El Gobierno amenaza con denunciar el proyecto ante el Tribunal de la UE

La patente europea deja en la estacada al idioma español

El Consejo europeo de ministros de Competitividad de la UE, celebrado esta mañana en Bruselas, ha decidido poner en marcha el proyecto de patente europea en tres idiomas (inglés, alemán y francés) auspiciado por la Comisión Europea y apoyado por 11 socios comunitarios, entre ellos Francia, Alemania y Reino Unido. La delegación española, encabezada por el secretario de Estado de Asuntos Europeos, Diego López Garrido, ha advertido que, junto a Italia, se reserva el derecho a emprender las iniciativas judiciales necesarias para frenar el proyecto.

"La propuesta es una discriminación y divide a la UE", ha señalado López Garrido durante la sesión pública del Consejo. El Secretario de Estado ha acusado a la Comisión de no agotar las vías de negociación para lograr una patente que cubra los 27 países de la Unión. "No se quiere negociar", ha asegurado, "más bien se quiere imponer esta cooperación reforzada".

La cooperación forzada permite que un grupo de al menos nueve países pongan en marcha una iniciativa europea cuando resulta imposible lograr el consenso. El comisario europeo de Mercado Interior, Michael Barnier, cree que ese punto ya se ha alcanzado. "Hace más de 10 años que no avanzamos en este tema", señaló el francés durante el Consejo. A su juicio, la fragmentación del mercado que teme España ya se está produciendo en estos momentos porque "a las empresas les resulta tan caro protegerse en los 27 países que no lo hacen, y sólo registran sus patente en cuatro o cinco, dejando abierta la puerta a las falsificaciones y a la pérdida de competitividad".
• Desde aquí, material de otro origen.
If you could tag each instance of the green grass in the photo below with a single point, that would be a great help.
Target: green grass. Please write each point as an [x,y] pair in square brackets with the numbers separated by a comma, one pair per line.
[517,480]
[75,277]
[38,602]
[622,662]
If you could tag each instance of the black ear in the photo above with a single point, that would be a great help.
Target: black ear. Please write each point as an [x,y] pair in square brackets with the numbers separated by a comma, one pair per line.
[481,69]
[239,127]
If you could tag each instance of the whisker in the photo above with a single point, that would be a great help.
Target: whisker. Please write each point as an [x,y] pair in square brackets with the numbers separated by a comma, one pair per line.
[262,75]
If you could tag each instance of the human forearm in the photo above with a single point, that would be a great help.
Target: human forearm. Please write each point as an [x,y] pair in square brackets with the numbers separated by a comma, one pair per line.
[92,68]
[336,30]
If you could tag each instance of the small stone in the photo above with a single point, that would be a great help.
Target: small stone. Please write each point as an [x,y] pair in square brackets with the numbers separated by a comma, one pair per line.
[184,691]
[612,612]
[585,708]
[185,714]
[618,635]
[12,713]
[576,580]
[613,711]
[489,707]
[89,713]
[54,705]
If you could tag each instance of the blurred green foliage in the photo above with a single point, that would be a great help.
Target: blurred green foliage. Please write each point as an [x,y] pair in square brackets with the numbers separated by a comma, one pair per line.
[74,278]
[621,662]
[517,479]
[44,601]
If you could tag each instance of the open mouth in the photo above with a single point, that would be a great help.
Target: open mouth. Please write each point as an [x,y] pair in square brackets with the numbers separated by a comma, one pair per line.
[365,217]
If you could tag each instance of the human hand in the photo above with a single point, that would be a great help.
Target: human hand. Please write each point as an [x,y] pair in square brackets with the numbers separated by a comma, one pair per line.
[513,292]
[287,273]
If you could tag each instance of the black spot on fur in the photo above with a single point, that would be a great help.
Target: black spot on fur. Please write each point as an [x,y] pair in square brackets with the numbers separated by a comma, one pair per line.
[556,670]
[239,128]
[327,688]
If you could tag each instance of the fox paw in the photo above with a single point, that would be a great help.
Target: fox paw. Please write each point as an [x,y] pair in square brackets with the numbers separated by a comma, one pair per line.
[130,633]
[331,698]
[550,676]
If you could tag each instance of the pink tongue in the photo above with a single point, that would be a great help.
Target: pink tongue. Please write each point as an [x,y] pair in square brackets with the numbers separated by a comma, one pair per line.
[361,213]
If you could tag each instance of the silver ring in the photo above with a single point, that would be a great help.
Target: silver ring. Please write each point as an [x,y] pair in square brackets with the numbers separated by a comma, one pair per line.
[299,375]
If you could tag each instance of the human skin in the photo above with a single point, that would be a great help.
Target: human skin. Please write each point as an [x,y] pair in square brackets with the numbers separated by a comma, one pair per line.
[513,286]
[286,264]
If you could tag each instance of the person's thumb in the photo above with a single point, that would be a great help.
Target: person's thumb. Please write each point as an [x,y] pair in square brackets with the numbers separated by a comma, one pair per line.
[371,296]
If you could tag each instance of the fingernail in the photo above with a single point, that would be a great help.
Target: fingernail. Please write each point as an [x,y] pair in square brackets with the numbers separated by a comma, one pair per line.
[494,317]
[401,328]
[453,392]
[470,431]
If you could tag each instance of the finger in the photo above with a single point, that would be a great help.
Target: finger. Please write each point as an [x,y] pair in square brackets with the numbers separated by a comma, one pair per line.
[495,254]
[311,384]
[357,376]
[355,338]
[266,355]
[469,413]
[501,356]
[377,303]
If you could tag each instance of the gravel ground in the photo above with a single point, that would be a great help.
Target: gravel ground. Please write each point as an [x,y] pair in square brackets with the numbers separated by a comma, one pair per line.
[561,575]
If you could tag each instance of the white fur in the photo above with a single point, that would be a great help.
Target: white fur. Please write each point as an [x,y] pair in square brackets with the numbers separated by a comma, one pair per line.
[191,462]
Barnier ha añadido que las empresas de los países que no participen en el proyecto, como es el caso de España, podrán solicitar patentes europeas sin ningún problema.

El proyecto se pondrá en marcha la semana que viene, cuando la Comisión se pronuncie oficialmente sobre la petición cursada por los 11 países. El Consejo de la UE deberá aprobar por mayoría cualificada (previsiblemente a primeros de 2011) la propuesta de la CE. Hace falta también el visto bueno del Parlamento Europeo.